Module 7 – Z-Scores

The lecture introduces the concept of Z-scores and how they are used to describe individual scores within a sample in terms of standard deviations from the mean.
The initial question involves comparing two students, Peter and Mary, from different statistics courses to determine who performed better relative to their class.
Peter scored 95 in professor 1's class where the mean was 85.
Mary scored 90 in professor 2's class where the mean was 80.
The answer to who performed better cannot be determined without knowing the variability (standard deviation) of scores in each class.

If the standard deviation on professor 1’s test was 10, Peter is within 1 standard deviation from the mean, meaning his score isn't exceptionally high.
If the standard deviation on professor 1’s test was 1, Peter’s score is 10 standard deviations from the mean, which is considered an outlier.
A score more than 2.5 standard deviations from the mean is generally considered an outlier.

The lecture reviews concepts related to describing a distribution of numbers:
- Creating histograms to show score distribution.
- Describing the shape of the distribution (unimodal, bimodal, multimodal, symmetrical, skewed).
- Measuring central tendency (mean, median, mode).
- Describing variability (variance or standard deviation).
These methods describe the entire sample, whereas Z-scores describe individual scores.

The process for determining outliers involves finding the standard deviation and determining a cutoff point for 2.5 standard deviations from the mean.
Example: mean = 50, standard deviation = 10.
- 10 * 2.5 = 25
- 50 - 25 = 25
- 50 + 25 = 75
- Anything lower than 25 or higher than 75 is an outlier.
25 is 2.5 standard deviations below the mean, and 75 is 2.5 standard deviations above the mean.

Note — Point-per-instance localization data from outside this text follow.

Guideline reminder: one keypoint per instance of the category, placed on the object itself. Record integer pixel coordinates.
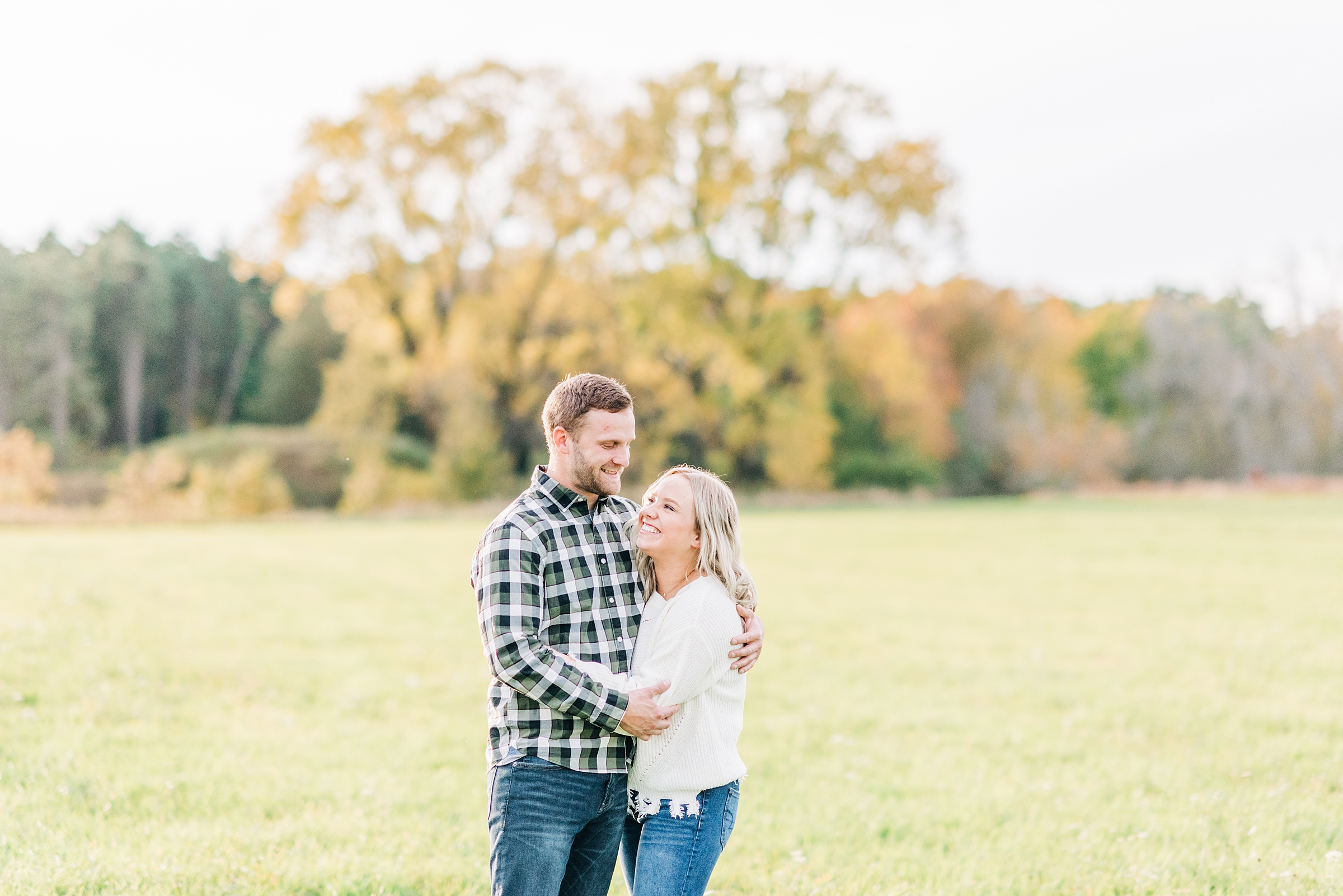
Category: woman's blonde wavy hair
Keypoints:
(717, 524)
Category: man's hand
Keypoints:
(751, 642)
(644, 718)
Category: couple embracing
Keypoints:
(617, 638)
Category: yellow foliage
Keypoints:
(149, 483)
(875, 345)
(156, 484)
(25, 470)
(288, 299)
(374, 483)
(247, 487)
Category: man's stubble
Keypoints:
(588, 475)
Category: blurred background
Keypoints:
(974, 248)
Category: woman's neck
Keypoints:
(675, 574)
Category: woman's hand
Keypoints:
(751, 642)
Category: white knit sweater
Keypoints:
(685, 642)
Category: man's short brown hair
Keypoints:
(575, 395)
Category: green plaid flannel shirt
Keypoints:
(552, 577)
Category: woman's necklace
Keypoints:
(676, 591)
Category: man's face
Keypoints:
(601, 450)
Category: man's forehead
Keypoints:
(609, 425)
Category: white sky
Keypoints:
(1100, 148)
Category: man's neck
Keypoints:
(562, 475)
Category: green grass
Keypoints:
(1058, 696)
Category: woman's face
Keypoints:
(666, 520)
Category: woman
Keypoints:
(685, 781)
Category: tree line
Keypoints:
(740, 246)
(121, 342)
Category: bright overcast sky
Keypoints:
(1100, 148)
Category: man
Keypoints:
(555, 574)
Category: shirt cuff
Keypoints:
(613, 710)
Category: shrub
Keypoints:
(25, 470)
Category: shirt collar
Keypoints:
(562, 496)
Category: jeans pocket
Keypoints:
(531, 762)
(730, 812)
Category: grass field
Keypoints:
(1051, 696)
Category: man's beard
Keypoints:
(588, 475)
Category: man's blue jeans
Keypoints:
(666, 856)
(554, 832)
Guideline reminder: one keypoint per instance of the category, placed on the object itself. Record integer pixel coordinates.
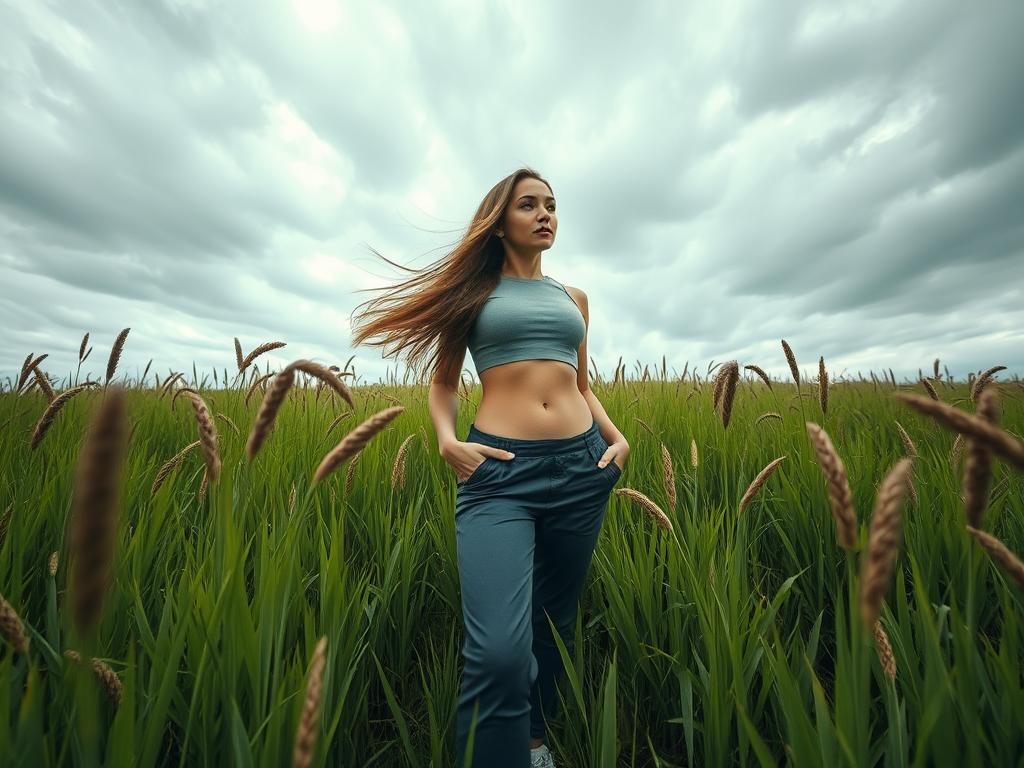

To calculate how many standard deviations a number is from the mean, follow these steps:
1. Subtract the mean of the sample from the raw score.
2. Divide the result by the standard deviation.
Example: Given a distribution with a mean of 50 and a standard deviation of 10, calculate how many standard deviations away from the mean is 25.
- 25 - 50 = -25
- -25 / 10 = -2.5
- 25 is 2.5 standard deviations below the mean.
The negative sign indicates the number is below the mean.

Calculating for 75 in the same distribution (mean of 50 and a SD of 10):
- 75 - 50 = 25
- 25 / 10 = 2.5
- 75 is 2.5 standard deviations above the mean.
Calculating for 70 in the same distribution:
- 70 - 50 = 20
- 20 / 10 = 2
- 70 is 2 standard deviations above the mean.
This means that 70 is twice the average amount above the mean.

A Z-score represents how many standard deviations above or below the mean a score is located.

Revisiting the initial question with additional information:
- Peter scored 95 in professor 1’s course, where the mean was 85 and the standard deviation was 5.6.
- Mary scored 90 in professor 2’s course, where the mean was 80 and the standard deviation was 6.2.
To determine who has bragging rights, convert both scores to Z-scores.

Peter’s data: score = 95, mean = 85, standard deviation = 5.6.
1. Subtract mean from the raw score: 95 - 85 = 10
2. Divide by the standard deviation: 10 / 5.6 = 1.79
Peter’s Z-score is 1.79, meaning he is 1.79 standard deviations above the mean in his distribution.

Mary’s data: score = 90, mean = 80, standard deviation = 6.2.
1. Subtract mean from the raw score: 90 - 80 = 10
2. Divide by the standard deviation: 10 / 6.2 = 1.61
Mary’s Z-score is 1.61, meaning she is 1.61 standard deviations above the mean in her distribution.

Peter has bragging rights because his Z-score (1.79) is higher than Mary’s (1.61).
Peter’s score was more “extreme” than Mary’s score.
Converting to Z-scores is called “standardizing scores” because it transforms scores in a way that allows comparison across different distributions.

The absolute value of a Z-score determines how extreme it is, regardless of the sign.
- For example, -5.2 is more extreme than +2.5.
The sign indicates whether the score is below or above the mean.

A Z-score is positive if the raw score is above the mean and negative if it is below the mean.
The larger the absolute value of the Z-score, the more unusual the raw score.
Example:
- A Z-score of +4 indicates the raw score is unusually far above the mean.
- A Z-score of -4 indicates the raw score is unusually far below the mean.
- Both scores are equally unusual but in different directions.

Z-scores are the same as standard deviations.
A raw score with a Z-score of 0 is 0 standard deviations from the mean, meaning it is the mean.
Raw scores with Z-scores more extreme than 2.5 (< -2.5 or > +2.5) are considered outliers.

Given a set of data with mean (M) = 100 and variance (s^2) = 25, convert scores of 75, 90, and 105 to Z-scores.
First, convert variance to standard deviation:
- s = \sqrt{25} = 5

The lecture mentions the importance of having mostly “normal” distributions.
The next module will cover further applications of Z-scores in the context of normal distributions.